I think that's a bit hard. There's a vicious circle here, isn't there? The AI panjandrums don't participate because they fear the bots will perform badly and disgrace them; the bots continue to perform badly because they don't get the input of the AI panjandrums. What are Minsky and the rest so haughty about? Designing chatterbots is a perfectly legitimate way of researching several interesting problems; parsing (grammatical analysis) most obviously, but also human interaction in general; the rules of topic maintenance or change; emotional tone; and perhaps even the pragmatics of conversation. It's not hard to imagine bots that made a real contribution to these fields even if they didn't seem particularly human.

Linespace

Blandula I don't think the 'panjandrums' are mainly worried about being disgraced by the poor performance of the bots. The real problem is that there's a kind of dishonesty about the whole enterprise. Nobody is able to produce anything like a real simulation of a human brain in conversation, so the contest implicitly invites people to rig up a program which appears to be conscious even though it unarguably isn't. I don't think that's quite what Turing had in mind (although I don't think he ever actually says a machine would have to be conscious to pass his test). Personally, I also think it would be an extremely dangerous thing to do if it were possible, blurring the distinction between people and things in a way which might have disastrous moral consequences.

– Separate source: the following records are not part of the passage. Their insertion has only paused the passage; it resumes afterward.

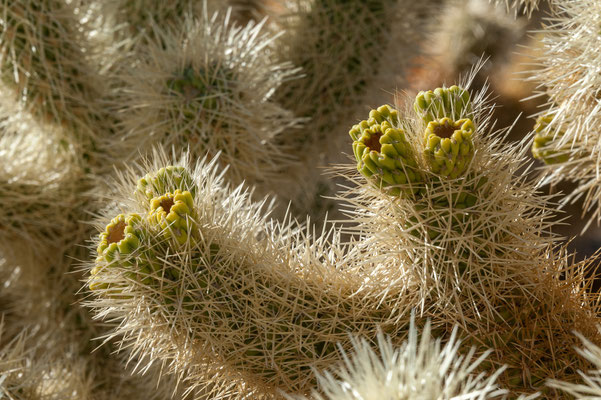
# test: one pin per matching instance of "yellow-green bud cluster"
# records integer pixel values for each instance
(168, 179)
(448, 146)
(202, 89)
(542, 145)
(383, 152)
(118, 244)
(173, 213)
(453, 103)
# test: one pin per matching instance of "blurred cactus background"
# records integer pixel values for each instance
(300, 199)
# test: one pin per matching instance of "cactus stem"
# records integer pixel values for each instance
(373, 143)
(116, 233)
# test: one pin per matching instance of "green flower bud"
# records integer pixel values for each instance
(119, 246)
(174, 214)
(166, 180)
(383, 153)
(448, 146)
(543, 147)
(453, 103)
(202, 88)
(120, 239)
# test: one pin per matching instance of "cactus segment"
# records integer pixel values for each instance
(166, 180)
(453, 103)
(448, 146)
(383, 152)
(543, 143)
(119, 241)
(173, 213)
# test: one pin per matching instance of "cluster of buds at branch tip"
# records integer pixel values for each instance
(543, 144)
(448, 146)
(173, 214)
(383, 152)
(168, 196)
(165, 180)
(119, 241)
(453, 103)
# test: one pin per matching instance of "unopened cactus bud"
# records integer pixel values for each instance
(383, 153)
(448, 146)
(120, 238)
(174, 214)
(166, 180)
(453, 103)
(119, 246)
(543, 143)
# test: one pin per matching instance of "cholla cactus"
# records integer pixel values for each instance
(590, 385)
(43, 57)
(23, 376)
(39, 182)
(208, 86)
(543, 144)
(382, 152)
(527, 5)
(479, 244)
(569, 77)
(419, 369)
(453, 103)
(241, 307)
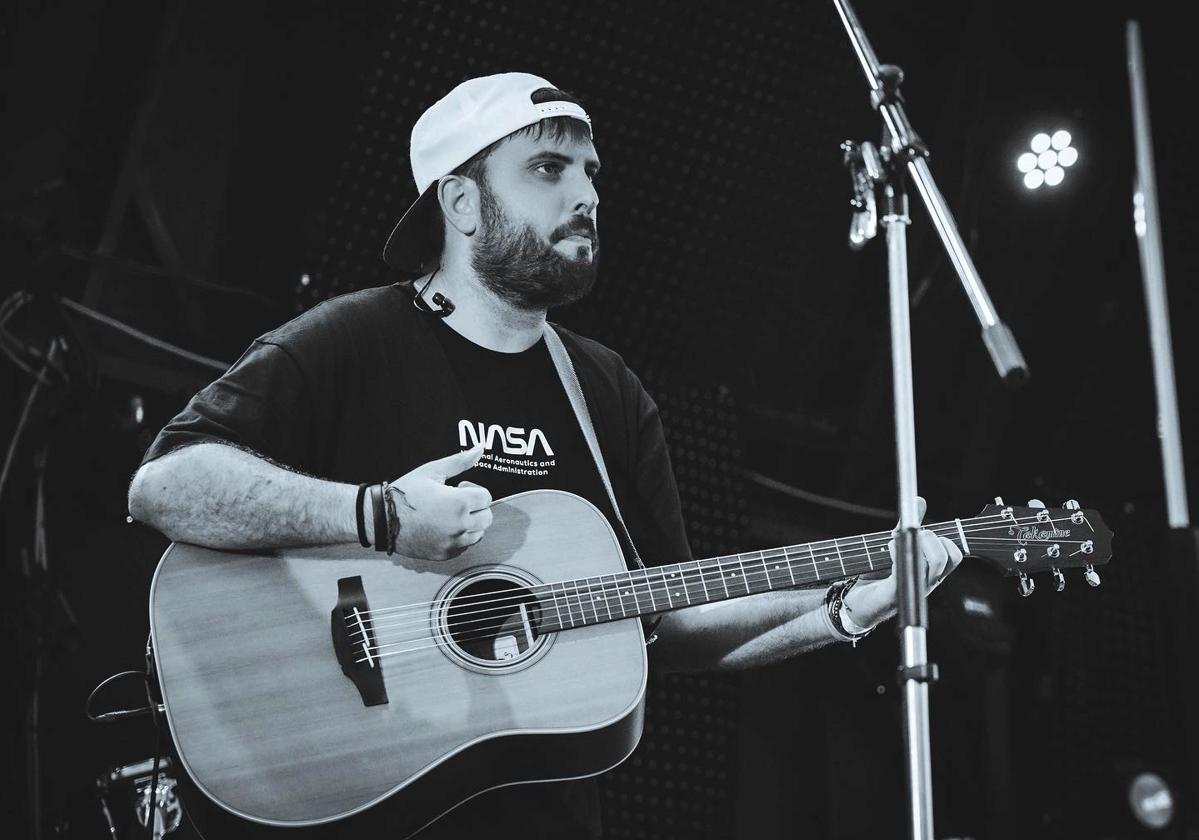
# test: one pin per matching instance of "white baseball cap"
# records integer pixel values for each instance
(453, 130)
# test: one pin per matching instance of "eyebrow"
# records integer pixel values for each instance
(591, 165)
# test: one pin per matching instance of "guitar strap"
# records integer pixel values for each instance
(578, 402)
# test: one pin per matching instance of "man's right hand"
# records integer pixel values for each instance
(438, 521)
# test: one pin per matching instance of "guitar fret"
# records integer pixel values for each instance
(702, 581)
(615, 586)
(556, 611)
(567, 598)
(649, 587)
(603, 597)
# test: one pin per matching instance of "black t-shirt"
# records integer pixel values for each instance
(365, 388)
(514, 404)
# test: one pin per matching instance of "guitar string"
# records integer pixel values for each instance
(496, 615)
(785, 549)
(439, 638)
(660, 575)
(881, 538)
(600, 588)
(601, 591)
(752, 578)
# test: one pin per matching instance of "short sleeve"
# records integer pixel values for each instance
(259, 404)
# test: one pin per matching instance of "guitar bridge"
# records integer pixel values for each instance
(354, 641)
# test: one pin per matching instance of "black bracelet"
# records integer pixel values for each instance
(380, 515)
(360, 514)
(392, 518)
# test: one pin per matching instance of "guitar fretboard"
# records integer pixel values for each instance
(639, 592)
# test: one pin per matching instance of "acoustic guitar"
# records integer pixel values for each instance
(306, 686)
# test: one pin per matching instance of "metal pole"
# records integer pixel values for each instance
(884, 80)
(1152, 266)
(913, 603)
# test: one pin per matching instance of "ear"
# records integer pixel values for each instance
(458, 198)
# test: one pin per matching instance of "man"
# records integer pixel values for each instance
(449, 385)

Luckily, of course, it isn't possible. It's quite clear if you read some of the transcripts that the bots have two big problems. The first is that they cannot follow the thread of a conversation, or even interpret the meaning of individual sentences correctly much of the time. This is because they only really deal with grammar; to decipher human communications you have to be able to deal with intentionality, with the actual meaning, and none of the designers have found a way of doing that. Second, they just don't know enough. You can stall and evade questions to some extent, but a human interogator soon discovers that the bots completely lack whole areas of information that even the most ignorant human being would take for granted - is my toe bigger than a 747? I think it's clear that you can't have human-level conversation without human-level consciousness - or something close to it.

Linespace

Well, you know, one valuable point the Loebner makes is that the Turing test really is a hard one, and maybe it's a bit too hard. I'm sure the reason Turing proposed it because the power and flexiblity of language mean that a conversation can probe the memory, intelligence, and other mental qualities of an experimental subject in a far more searching and challenging way than any other experimental set-up. Maybe we need some scaled-down challenges: I believe that in some past years, the Loebner conversations were restricted to particular topics, for example. Myself, I wonder if it would be more productive to have sessions in which the interlocutors were not actively trying to catch the computer out. Conversations in which the judge merely throws in strings of nonsense to see whether they are recognised as such don't seem to achieve very much.

Linespace

Yes, but you see, that's the whole problem with the Turing test principle. If you find a group of people who want to believe the computer is talking sensibly, and they make enough allowances for it, you can easily get a positive result. A program which just bats back people's own input in the form of questions, like Joseph Weizenbaum's famous Eliza, is quite capable of fooling some people. On the other hand, if you have a skilled forensic examination, it's always going to be possible to find inconsistencies in the conversation of any human-like entity which hasn't actually lived a genuine human life. So what's the point?

Linespace

The point is that the prospect of talking to a computer, or a robot, is what actually fires people's imagination. It's like the space program; there's tons of interesting science to be done with satellites and probes, but what actually gets people's interest is going to Mars. Like it or not, the programme needs that excitement; and the project is a perfectly legitimate and valuable one, too. It's the same with the Loebner: OK, there are lots of less glamorous projects in AI which in some ways probably deserve attention more than the creation of chatterbots. But if it weren't for the ultimate prospect of a friendly chat with your metal pal, how much interest and support would the artificial modelling of mental processes attract? Heavens - the whole field might be left to neurologists!

Linespace